Right now, I have a view with a mess of common, conditional string replacement and substitutions for an open text field - in this example, regional classification.
(Please ignore the accuracy of geography, I'm just working with historical standard assignments. Also, I know I could speed things up with REPLACE or even just cleaning the RegEx statements for lookback - I'm just asking about the variable/nesting here.)
CREATE OR REPLACE FUNCTION public.region_cleanup(record_region text)
RETURNS text
LANGUAGE sql
STRICT
AS $function$
SELECT REGEXP_REPLACE(
REGEXP_REPLACE(
REGEXP_REPLACE(
REGEXP_REPLACE(
REGEXP_REPLACE(
REGEXP_REPLACE(record_region,'(NORTH AMERICA\s\-\sUSA\s\-\sUSA)','USA')
,'Rest\sof\sthe\sWorld\s\-\s','')
,'NORTH\sAMERICA\s\-\sCANADA','NORTH AMERICA - Canada')
,'\&\;','&')
,'Georgia\s\-\sGeorgia','MIDDLE EAST - Georgia')
,'EUROPE - Turkey','MIDDLE EAST - Turkey')
A sample output using this function would look like this in my dataset, pulling out records impacted (some are already in the correct format):
record_region_input | record_region_output |
---|---|
NORTH AMERICA - USA - USA - NORTHEAST - Massachusetts - Boston Metro | USA - NORTHEAST - Massachusetts - Boston Metro |
NORTH AMERICA - USA - USA - MIDATLANTIC - Virginia | USA - MIDATLANTIC - Virginia |
Rest of the World - ASIA - Thailand | ASIA - Thailand |
Rest of the World - EUROPE - Portugal | EUROPE - Portugal |
Rest of the World - ASIA - China - Shanghai Metro | ASIA - China - Shanghai Metro |
Georgia - Georgia | MIDDLE EAST - Georgia |
This is... fine. Regex is needed since there's tons of variability on what may come before or after these strings, and I have a proper validation list elsewhere. This is just a bulk scrub of common historical naming issues.

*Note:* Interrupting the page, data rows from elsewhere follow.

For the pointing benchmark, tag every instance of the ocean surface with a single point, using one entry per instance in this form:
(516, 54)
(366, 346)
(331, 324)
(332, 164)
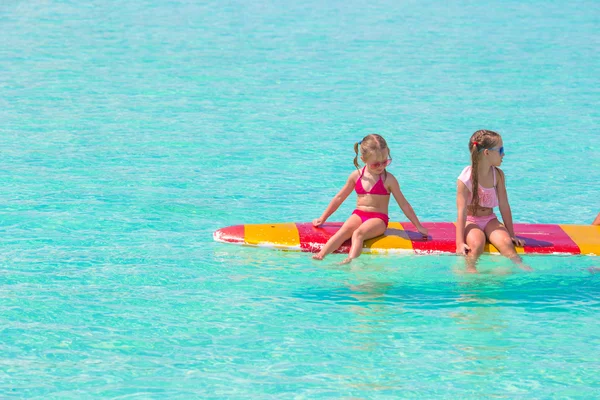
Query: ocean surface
(130, 131)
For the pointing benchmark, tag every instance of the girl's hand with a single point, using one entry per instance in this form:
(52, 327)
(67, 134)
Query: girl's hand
(462, 249)
(518, 242)
(423, 231)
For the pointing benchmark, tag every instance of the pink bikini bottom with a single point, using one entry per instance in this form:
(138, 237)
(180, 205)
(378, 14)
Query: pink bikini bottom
(481, 221)
(366, 215)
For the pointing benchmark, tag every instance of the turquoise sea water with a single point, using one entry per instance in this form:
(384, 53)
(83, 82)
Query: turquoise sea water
(130, 131)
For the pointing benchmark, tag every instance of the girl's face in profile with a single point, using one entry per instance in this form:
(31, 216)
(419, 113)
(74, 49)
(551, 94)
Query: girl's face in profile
(377, 162)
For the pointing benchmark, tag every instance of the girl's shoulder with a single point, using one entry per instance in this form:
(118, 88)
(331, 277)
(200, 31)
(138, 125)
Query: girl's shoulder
(500, 173)
(465, 175)
(389, 179)
(354, 175)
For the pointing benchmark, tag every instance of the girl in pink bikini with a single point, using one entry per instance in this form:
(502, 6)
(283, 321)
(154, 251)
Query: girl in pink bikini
(373, 186)
(476, 221)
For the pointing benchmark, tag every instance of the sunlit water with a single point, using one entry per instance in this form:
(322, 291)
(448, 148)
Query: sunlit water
(131, 131)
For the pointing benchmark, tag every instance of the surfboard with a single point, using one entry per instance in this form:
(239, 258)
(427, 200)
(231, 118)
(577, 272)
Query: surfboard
(402, 237)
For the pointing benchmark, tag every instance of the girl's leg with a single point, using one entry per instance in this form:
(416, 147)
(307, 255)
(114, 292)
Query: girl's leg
(475, 239)
(340, 236)
(369, 229)
(499, 237)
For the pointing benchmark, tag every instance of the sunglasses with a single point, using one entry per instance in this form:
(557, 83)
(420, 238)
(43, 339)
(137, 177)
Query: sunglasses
(500, 150)
(381, 164)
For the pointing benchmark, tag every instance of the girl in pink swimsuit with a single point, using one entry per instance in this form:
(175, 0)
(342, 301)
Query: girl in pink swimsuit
(476, 221)
(370, 219)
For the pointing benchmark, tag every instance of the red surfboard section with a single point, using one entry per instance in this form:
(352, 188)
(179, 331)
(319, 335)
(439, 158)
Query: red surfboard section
(404, 237)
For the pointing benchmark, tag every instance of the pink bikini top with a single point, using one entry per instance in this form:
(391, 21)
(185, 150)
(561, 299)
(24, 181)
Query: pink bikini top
(487, 196)
(378, 188)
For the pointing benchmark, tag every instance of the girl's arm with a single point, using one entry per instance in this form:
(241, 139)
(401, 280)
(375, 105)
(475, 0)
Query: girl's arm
(505, 208)
(462, 194)
(405, 205)
(338, 199)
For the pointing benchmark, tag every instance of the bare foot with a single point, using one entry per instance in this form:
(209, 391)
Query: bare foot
(525, 267)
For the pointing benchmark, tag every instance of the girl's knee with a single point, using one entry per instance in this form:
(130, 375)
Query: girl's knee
(477, 245)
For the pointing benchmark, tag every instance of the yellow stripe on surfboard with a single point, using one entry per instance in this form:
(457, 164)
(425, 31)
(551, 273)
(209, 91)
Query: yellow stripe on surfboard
(277, 235)
(587, 237)
(395, 239)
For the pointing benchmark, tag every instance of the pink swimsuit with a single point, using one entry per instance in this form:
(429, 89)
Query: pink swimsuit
(377, 189)
(487, 197)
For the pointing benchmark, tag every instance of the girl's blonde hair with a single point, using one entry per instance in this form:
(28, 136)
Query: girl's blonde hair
(480, 140)
(370, 144)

The problem is where I get hundreds of these kind of "known substitutions" (100 ) for things like company naming or cross-department standards. Having dozens and dozens of REGEXP_REPLACE(
nested statements makes editing/adding/dropping anything a maddening game of counting.
I'm trying to clean data within Postgres exclusively, since my current pipeline doesn't always allow for standardization prior to upload. I know how I'd tackle this cleanly outside of pure SQL, but in a 'vanilla' PostgreSQL instance (v12 ) is there a better method for transforming strings for a view?

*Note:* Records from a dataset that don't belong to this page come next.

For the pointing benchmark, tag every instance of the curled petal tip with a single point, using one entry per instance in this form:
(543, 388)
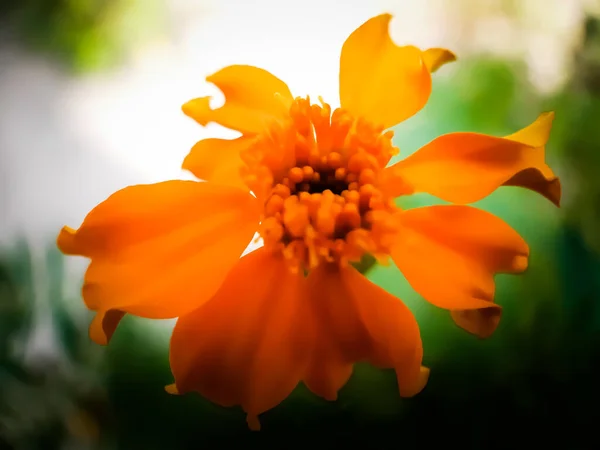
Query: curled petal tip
(66, 240)
(480, 322)
(434, 58)
(196, 109)
(520, 263)
(104, 325)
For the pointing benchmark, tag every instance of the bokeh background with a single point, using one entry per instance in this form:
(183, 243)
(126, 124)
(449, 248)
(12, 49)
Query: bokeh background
(90, 95)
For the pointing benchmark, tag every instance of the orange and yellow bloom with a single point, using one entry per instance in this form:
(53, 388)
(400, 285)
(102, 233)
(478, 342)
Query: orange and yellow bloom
(317, 185)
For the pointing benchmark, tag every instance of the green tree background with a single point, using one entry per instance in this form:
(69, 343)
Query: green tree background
(533, 383)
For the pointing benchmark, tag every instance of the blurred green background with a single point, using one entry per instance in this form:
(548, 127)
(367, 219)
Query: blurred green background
(534, 383)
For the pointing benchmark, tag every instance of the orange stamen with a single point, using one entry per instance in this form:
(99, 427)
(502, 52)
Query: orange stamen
(319, 174)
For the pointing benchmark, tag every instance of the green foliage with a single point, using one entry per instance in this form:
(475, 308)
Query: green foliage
(85, 34)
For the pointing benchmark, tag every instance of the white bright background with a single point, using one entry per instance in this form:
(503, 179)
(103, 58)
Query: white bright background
(67, 143)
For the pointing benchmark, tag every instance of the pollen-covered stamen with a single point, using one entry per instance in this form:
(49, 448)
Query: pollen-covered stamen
(318, 173)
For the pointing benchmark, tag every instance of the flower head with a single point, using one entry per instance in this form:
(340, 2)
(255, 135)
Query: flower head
(317, 185)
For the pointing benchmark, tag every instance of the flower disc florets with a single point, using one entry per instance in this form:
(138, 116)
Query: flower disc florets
(319, 174)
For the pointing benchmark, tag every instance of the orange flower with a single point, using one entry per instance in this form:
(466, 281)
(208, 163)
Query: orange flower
(317, 186)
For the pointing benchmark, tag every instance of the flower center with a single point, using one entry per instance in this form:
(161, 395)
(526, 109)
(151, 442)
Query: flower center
(319, 174)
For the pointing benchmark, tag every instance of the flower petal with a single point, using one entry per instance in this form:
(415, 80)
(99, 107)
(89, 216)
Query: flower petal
(159, 250)
(218, 160)
(356, 320)
(434, 58)
(246, 345)
(253, 96)
(466, 167)
(450, 253)
(379, 80)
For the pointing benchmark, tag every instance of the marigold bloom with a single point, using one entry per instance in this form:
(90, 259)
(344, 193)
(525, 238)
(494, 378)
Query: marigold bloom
(251, 328)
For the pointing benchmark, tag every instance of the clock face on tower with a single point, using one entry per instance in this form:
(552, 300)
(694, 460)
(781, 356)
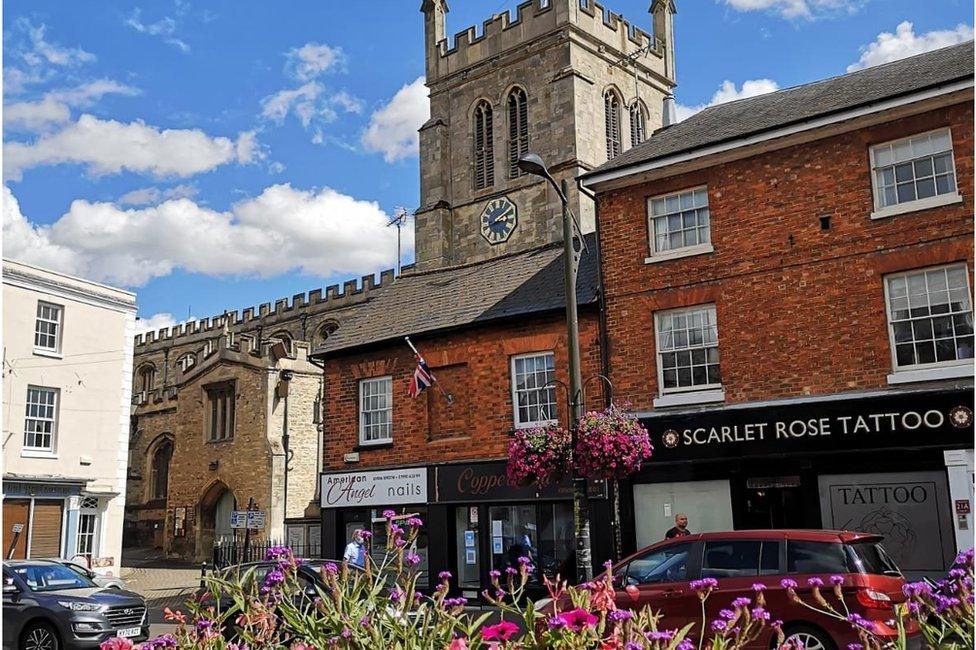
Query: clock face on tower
(498, 220)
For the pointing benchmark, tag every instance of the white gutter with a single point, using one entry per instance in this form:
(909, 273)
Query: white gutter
(809, 125)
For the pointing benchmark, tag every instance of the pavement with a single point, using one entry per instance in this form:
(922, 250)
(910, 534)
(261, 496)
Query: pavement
(163, 583)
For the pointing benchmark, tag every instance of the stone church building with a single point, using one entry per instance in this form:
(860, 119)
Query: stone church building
(253, 406)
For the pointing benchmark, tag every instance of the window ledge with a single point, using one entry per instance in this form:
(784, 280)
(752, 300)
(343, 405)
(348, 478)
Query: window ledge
(915, 206)
(37, 453)
(367, 446)
(931, 374)
(700, 249)
(692, 397)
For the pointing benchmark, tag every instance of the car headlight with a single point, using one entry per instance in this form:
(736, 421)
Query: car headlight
(79, 606)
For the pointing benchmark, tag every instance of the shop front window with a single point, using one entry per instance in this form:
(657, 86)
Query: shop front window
(542, 533)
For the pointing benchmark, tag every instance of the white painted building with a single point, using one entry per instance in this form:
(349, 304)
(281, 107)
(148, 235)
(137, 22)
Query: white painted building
(67, 378)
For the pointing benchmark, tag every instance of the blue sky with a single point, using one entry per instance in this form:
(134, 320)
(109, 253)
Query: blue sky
(215, 155)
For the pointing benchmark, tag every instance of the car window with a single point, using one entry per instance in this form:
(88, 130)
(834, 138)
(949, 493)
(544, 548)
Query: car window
(51, 577)
(769, 558)
(870, 557)
(815, 557)
(730, 559)
(668, 564)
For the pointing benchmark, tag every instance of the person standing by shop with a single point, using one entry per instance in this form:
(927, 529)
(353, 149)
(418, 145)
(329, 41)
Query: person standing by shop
(356, 549)
(680, 527)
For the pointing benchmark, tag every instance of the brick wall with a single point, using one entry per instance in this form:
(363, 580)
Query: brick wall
(476, 367)
(801, 310)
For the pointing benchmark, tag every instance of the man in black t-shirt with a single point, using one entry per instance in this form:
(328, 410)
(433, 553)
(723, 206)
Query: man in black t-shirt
(680, 527)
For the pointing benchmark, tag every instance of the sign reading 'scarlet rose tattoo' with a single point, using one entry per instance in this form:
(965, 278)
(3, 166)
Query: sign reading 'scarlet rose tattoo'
(379, 488)
(910, 420)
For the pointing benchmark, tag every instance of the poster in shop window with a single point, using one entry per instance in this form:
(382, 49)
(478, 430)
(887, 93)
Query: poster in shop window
(909, 509)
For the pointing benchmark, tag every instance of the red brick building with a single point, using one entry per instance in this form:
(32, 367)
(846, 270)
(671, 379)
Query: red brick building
(789, 307)
(493, 334)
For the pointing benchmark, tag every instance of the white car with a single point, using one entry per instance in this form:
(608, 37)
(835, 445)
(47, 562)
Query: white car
(108, 582)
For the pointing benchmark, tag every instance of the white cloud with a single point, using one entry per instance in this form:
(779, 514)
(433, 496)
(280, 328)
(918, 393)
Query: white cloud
(312, 60)
(728, 92)
(904, 42)
(42, 51)
(798, 8)
(157, 322)
(153, 195)
(311, 105)
(393, 127)
(109, 147)
(166, 28)
(54, 107)
(318, 232)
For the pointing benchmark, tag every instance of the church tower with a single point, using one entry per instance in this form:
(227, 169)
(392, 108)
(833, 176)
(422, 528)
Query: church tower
(566, 79)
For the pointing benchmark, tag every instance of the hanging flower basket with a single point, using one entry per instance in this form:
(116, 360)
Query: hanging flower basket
(610, 445)
(539, 455)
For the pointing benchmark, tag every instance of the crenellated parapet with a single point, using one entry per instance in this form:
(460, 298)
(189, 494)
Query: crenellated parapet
(265, 318)
(533, 20)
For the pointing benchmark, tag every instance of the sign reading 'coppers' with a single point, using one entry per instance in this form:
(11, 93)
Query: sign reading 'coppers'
(378, 488)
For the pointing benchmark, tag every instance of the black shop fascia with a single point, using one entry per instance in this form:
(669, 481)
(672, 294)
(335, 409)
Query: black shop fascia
(875, 462)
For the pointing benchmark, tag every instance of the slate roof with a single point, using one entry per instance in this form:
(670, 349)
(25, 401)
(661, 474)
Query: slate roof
(754, 115)
(515, 285)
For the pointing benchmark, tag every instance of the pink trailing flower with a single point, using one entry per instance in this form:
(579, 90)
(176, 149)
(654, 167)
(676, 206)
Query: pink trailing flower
(610, 445)
(539, 455)
(576, 620)
(501, 632)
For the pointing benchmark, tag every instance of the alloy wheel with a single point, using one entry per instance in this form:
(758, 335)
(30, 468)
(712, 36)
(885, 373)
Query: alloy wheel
(809, 641)
(40, 638)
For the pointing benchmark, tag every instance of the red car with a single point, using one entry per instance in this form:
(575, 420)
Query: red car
(872, 583)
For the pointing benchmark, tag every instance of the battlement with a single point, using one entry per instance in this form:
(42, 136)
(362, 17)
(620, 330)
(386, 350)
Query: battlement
(533, 19)
(267, 314)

Updated with a sample input/output table using the example function.
CodePudding user response:
If when you will split a string of data into additional regions then maybe replacing regions will be easy for you. For example:
with tb as (
select 1 as id, 'NORTH AMERICA - USA - USA - NORTHEAST - Massachusetts - Boston Metro' as record_region_input
union all
select 2 as id, 'NORTH AMERICA - USA - USA - MIDATLANTIC - Virginia'
union all
select 3 as id, 'Rest of the World - ASIA - China - Shanghai Metro'
)
select * from (
select distinct tb.id, unnest(string_to_array(record_region_input, ' - ')) as region from tb
order by tb.id
) a1 where a1.region not in ('NORTH AMERICA', 'Rest of the World');
-- Result:
1 Boston Metro
1 Massachusetts
1 NORTHEAST
1 USA
2 MIDATLANTIC
2 USA
2 Virginia
3 ASIA
3 China
3 Shanghai Metro
After then, for example, for duplicating regions you can use distinct, for unnecessary regions you can use NOT in, and you can use like '%ASIA%' to get all regions which contain ASIA
and etc. After all processes, you can merge the corrected string again. Example:
with tb as (
select 1 as id, 'NORTH AMERICA - USA - USA - NORTHEAST - Massachusetts - Boston Metro' as record_region_input
union all
select 2 as id, 'NORTH AMERICA - USA - USA - MIDATLANTIC - Virginia'
union all
select 3 as id, 'Rest of the World - ASIA - China - Shanghai Metro'
)
select a1.id, string_agg(a1.region, ' - ') from (
select distinct tb.id, unnest(string_to_array(record_region_input, ' - ')) as region from tb
order by tb.id
) a1 where a1.region not in ('NORTH AMERICA', 'Rest of the World')
group by a1.id
-- Return:
1 Boston Metro - Massachusetts - NORTHEAST - USA
2 MIDATLANTIC - USA - Virginia
3 ASIA - China - Shanghai Metro
This is a simple idea, maybe this idea helps you to replace regions.